MORGANTOWN, W.Va. — In the midst of a three-game skid that coincides with the start of conference play, West Virginia is looking for a player to step up.

The Mountaineers (10-5, 0-3 Big 12) have dealt with subpar shooting performances and some of the same issues that have stung them repeatedly, like turnovers and missed free throws. WVU made just 4 of 20 shot attempts from three-point range, and shot just 64.3 percent from the charity stripe in Saturday’s loss to No. 3 Kansas.

West Virginia was without starting point guard Kedrian Johnson in that game, as he was sidelined with a concussion. Filling in was veteran guard Joe Toussaint, who has played starter-like minutes off the bench for Bob Huggins this year. Toussaint scored eight points, dished five assists and grabbed four rebounds while playing a season-high 35 minutes.

He may have been unable to lead WVU to an upset victory, but he has volunteered to be the one that leads this team out of its current slump.

“I’m going to be strong for my guys,” said Toussaint. “It’s just a matter of me getting everybody on the same page with me.”

Toussaint is an experienced guard that plays at full speed and with max effort whenever he’s on the court. Hailing from Bronx, New York, he has many of the same qualities that Huggins’ top guards have had in the past.

Aggressiveness and grittiness are two of those calling cards.

“I’ve been a taker all my life. I’m gritty, you guys know where I’m from,” he said. “So, I got to be strong no matter what. No matter what the situation is, I got to be strong.”

The former Iowa Hawkeye is averaging 9.7 points and 3.1 assists per game this season.

Toussaint still believes West Virginia can be the team it appeared this group was through the nonconference portion of the schedule. In his mind, finding that next gear and taking that next step as a team will get the Mountaineers back to the level their 10-2 start had them playing.

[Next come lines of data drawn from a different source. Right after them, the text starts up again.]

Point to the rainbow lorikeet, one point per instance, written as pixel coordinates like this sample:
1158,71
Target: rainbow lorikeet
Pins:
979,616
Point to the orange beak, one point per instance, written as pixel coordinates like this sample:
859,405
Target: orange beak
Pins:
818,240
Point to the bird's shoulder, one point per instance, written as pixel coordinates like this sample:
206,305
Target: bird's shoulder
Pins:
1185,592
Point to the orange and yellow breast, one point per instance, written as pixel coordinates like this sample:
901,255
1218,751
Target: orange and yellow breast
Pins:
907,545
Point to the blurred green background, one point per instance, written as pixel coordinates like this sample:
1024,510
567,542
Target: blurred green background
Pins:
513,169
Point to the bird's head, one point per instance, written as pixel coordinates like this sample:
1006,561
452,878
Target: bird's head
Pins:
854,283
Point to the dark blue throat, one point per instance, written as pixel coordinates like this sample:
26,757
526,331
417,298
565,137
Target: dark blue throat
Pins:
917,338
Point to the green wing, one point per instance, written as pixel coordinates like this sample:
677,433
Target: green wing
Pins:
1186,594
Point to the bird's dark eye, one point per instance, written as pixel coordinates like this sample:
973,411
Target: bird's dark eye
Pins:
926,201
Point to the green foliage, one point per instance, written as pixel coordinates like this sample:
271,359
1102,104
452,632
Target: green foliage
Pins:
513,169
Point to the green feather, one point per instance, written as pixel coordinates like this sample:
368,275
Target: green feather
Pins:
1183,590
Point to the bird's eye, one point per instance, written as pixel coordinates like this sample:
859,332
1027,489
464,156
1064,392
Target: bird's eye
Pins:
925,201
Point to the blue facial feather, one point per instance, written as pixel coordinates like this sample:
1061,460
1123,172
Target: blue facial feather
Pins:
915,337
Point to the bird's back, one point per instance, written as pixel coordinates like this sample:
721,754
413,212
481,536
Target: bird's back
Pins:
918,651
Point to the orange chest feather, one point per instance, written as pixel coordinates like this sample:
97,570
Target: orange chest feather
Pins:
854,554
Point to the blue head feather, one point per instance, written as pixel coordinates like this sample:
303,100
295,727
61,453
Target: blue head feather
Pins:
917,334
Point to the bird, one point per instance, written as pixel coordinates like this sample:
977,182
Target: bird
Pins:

“I feel like it is in our control, to be completely honest with you. It’s just a lack of effort, that’s all it is,” the guard said. “It’s just a lack of concentration, you know, wanting to do the dirty work. That’s all it is.”

Both the veteran Toussaint and the youthful James Okonkwo stated after Saturday’s loss that listening to Huggins, a Hall of Fame head coach with more than 920 wins on his resume, needs to be a top priority for all players on the roster.

He added that WVU needs to switch its mindset. Toussaint echoed something he said Huggins has told his team this year, saying the Big 12 is the toughest conference in the country and that, “nobody’s just going to give us the game. We got to go take it.”

For Toussaint, the turnaround for this team begins in the practice facility. While he’s not questioning the hours that players are already putting in at practice between games, he’s willing to be the driving force (literally) that keeps his teammates in the gym as often as possible.

“I probably just got to do a better job of just, you know, letting everybody know, ‘Hey, come on, let’s go. It’s time to go,'” said Toussaint. “I did that at my last school with one of my roommates. I would bring him to the gym with me all the time. I guess I just got to do it here, and I don’t have a problem doing that either. I have a car, I’ll go pick up everybody.”